Plínio de Arruda Sampaio Jr.
A ascensão de uma direita que coloca abertamente a violência como solução para os problemas políticos é consequência direta da resposta regressiva e autoritária da burguesia à polarização da luta de classes provocada pelo impacto devastador da crise capitalista sobre as classes trabalhadoras. Trata-se de um fenômeno mundial.
No Brasil, as tendências autoritárias manifestam-se de maneira particular mente primitiva. Sem projeto nacional para enfrentar os desafios de um momento histórico adverso, a burguesia submete-se docilmente à “solução americana”, cuja essência reside no rebaixamento da posição da economia brasileira na divisão internacional do trabalho e o consequente rebaixamento do nível tradicional de vida dos trabalhadores. O novo padrão de acumulação solapa as bases da democracia de cooptação cristalizada na transição da ditadura militar para o Estado de direito.
Ricos e pobres
Enquanto o crescimento da economia alimentou a expectativa de melhoria social, as terríveis contradições de uma sociedade brutalmente cindida entre ricos e pobres foram ignoradas e empurradas para frente. A esperança de dias melhores funcionava como um apaziguador da luta de classes.
Entretanto, assim que a expansão econômica cessou, vieram à tona os gigantescos antagonismos de uma sociedade subdesenvolvida e dependente que ao longo de sua história não resolveu nenhum de seus problemas históricos.

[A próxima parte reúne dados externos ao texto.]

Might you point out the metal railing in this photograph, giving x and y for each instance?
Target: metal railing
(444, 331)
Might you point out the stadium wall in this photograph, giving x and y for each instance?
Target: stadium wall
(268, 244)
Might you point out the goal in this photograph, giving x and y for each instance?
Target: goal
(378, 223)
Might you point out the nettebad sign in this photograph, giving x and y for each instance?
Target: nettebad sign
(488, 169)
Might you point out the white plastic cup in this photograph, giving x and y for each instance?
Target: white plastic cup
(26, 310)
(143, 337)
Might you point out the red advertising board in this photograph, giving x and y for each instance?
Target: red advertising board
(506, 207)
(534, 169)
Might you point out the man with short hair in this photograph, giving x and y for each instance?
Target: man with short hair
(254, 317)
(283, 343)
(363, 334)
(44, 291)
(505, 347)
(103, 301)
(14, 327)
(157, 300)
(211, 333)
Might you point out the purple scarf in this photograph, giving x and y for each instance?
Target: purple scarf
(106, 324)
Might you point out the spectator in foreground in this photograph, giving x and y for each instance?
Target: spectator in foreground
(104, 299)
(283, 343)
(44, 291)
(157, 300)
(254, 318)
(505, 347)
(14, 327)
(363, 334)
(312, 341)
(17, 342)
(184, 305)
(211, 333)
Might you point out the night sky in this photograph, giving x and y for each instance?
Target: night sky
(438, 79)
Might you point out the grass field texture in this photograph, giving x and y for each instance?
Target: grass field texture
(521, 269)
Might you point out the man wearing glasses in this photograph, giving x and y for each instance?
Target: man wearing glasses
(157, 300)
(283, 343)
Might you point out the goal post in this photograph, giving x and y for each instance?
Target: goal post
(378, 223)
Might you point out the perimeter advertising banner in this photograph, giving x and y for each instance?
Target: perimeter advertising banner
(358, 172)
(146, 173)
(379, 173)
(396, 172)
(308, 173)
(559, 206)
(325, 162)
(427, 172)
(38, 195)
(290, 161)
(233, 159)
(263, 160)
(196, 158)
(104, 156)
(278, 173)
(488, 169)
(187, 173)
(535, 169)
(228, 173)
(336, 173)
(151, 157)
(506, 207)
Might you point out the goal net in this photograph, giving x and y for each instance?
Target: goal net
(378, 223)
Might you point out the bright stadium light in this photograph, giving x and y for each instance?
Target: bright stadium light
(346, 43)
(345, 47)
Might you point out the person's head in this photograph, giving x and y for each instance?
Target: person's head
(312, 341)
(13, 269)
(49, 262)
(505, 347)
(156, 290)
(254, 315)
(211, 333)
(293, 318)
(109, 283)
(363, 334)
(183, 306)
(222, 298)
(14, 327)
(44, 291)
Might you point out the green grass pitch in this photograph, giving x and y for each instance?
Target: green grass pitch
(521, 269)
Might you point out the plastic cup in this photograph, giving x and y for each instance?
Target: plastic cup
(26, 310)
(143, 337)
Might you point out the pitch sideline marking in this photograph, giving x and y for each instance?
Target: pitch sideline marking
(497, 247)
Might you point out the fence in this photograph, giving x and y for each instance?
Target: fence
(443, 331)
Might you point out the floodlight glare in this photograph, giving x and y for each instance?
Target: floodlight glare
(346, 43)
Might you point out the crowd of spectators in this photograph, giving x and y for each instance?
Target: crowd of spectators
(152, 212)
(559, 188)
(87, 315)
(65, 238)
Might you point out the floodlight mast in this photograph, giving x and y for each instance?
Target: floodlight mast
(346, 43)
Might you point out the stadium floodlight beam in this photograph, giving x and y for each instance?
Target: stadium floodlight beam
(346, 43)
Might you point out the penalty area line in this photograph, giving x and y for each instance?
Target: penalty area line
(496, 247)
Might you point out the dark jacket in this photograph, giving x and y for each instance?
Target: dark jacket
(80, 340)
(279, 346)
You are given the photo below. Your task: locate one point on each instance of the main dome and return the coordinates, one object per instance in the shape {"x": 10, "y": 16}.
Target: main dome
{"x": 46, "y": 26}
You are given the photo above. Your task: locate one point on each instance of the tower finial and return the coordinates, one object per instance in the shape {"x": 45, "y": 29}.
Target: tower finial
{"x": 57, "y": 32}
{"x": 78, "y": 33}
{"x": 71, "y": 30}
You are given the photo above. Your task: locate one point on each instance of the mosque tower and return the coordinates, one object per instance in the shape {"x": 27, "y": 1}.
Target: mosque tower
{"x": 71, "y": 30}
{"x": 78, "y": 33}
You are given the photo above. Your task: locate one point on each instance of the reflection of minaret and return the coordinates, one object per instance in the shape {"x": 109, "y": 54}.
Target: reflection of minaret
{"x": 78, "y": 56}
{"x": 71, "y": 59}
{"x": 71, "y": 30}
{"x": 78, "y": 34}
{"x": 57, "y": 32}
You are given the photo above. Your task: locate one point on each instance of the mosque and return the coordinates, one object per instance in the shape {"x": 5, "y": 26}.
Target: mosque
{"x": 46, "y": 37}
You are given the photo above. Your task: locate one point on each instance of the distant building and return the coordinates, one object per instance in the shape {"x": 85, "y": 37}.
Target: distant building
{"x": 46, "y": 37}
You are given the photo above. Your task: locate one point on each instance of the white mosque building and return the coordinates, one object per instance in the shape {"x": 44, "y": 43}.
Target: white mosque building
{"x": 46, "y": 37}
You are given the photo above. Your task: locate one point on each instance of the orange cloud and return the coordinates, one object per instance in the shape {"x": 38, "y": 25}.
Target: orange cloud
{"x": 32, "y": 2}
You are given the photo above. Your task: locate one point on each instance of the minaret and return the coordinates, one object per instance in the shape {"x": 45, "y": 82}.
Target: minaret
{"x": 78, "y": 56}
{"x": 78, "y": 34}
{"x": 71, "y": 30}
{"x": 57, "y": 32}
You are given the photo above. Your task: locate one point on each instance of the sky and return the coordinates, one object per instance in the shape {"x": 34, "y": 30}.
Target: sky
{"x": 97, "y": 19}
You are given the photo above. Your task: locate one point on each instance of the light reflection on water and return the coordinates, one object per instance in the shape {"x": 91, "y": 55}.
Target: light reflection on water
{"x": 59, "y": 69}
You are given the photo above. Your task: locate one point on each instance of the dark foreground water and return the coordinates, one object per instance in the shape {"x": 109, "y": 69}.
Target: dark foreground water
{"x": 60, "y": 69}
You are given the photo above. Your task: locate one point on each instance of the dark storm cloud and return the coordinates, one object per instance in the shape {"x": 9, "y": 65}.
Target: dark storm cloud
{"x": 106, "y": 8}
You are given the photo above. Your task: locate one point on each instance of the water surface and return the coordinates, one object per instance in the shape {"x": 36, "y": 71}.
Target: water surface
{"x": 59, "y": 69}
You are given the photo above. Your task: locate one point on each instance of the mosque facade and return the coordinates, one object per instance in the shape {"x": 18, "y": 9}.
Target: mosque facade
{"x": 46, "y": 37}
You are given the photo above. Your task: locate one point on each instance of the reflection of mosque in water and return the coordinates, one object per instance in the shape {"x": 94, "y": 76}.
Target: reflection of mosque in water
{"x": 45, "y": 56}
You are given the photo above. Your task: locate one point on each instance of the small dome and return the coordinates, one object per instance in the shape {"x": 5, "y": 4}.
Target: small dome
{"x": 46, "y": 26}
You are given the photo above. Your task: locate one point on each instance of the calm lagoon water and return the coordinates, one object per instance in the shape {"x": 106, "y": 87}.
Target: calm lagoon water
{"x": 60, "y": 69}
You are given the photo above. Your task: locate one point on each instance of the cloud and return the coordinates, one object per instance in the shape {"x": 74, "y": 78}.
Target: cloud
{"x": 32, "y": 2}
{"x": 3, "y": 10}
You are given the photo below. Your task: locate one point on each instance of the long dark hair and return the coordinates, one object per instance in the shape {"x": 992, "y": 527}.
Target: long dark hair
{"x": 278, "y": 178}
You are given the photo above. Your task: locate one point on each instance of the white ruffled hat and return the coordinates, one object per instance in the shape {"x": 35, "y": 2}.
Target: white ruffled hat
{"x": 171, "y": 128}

O fim do espaço de acomodação dos antagonismos sociais pela expansão da renda, do emprego e das políticas públicas obrigou o Estado a exacerbar a repressão contra as classes subalternas. O ataque às liberdades democráticas tornou-se generalizado: guerra aberta aos pobres como forma de militarização da ordem pública; criminalização dos movimentos sociais como meio de intimidação do protesto social; cruzada moralista como expediente de desmoralização da política; crescente judicialização da política como recurso autoritário para esvaziar a soberania popular; e ofensiva ideológica liberal e anticomunista como estratégia para naturalizar o status quo.
O ocaso da Nova República
As contradições latentes na acanhada democracia da Nova República converteram-se em antagonismos abertos nas Jornadas de Junho de 2013. Frustrados com o mesquinho “melhorismo” dos governos petistas, os jovens que tomaram as ruas cobraram dos governantes as promessas vazias da Constituição de 1988. Posta contra a parede por um Estado de mal estar social que corria o risco de fugir ao controle e premida pela necessidade de dar uma resposta à crise econômica, a burguesia assumiu sem rodeios seu caráter autocrático e antissocial e partiu para a ofensiva contra os trabalhadores.
Para as classes subalternas, a deficiência da Nova República manifesta-se no caráter impermeável do Estado brasileiro às demandas da população. A convicção de que “todos os políticos são iguais” decorre da constatação prática de que, no final das contas, os imperativos do capital sempre acabam prevalecendo. Para as classes dominantes, é o oposto. A crise política reflete a impossibilidade de conciliar as exigências dos negócios “ordem e progresso” com o respeito às regras do jogo democrático. Os de cima enxergam as aspirações da classe trabalhadora como uma ameaça a seus privilégios e assumem sem disfarce seu caráter despótico.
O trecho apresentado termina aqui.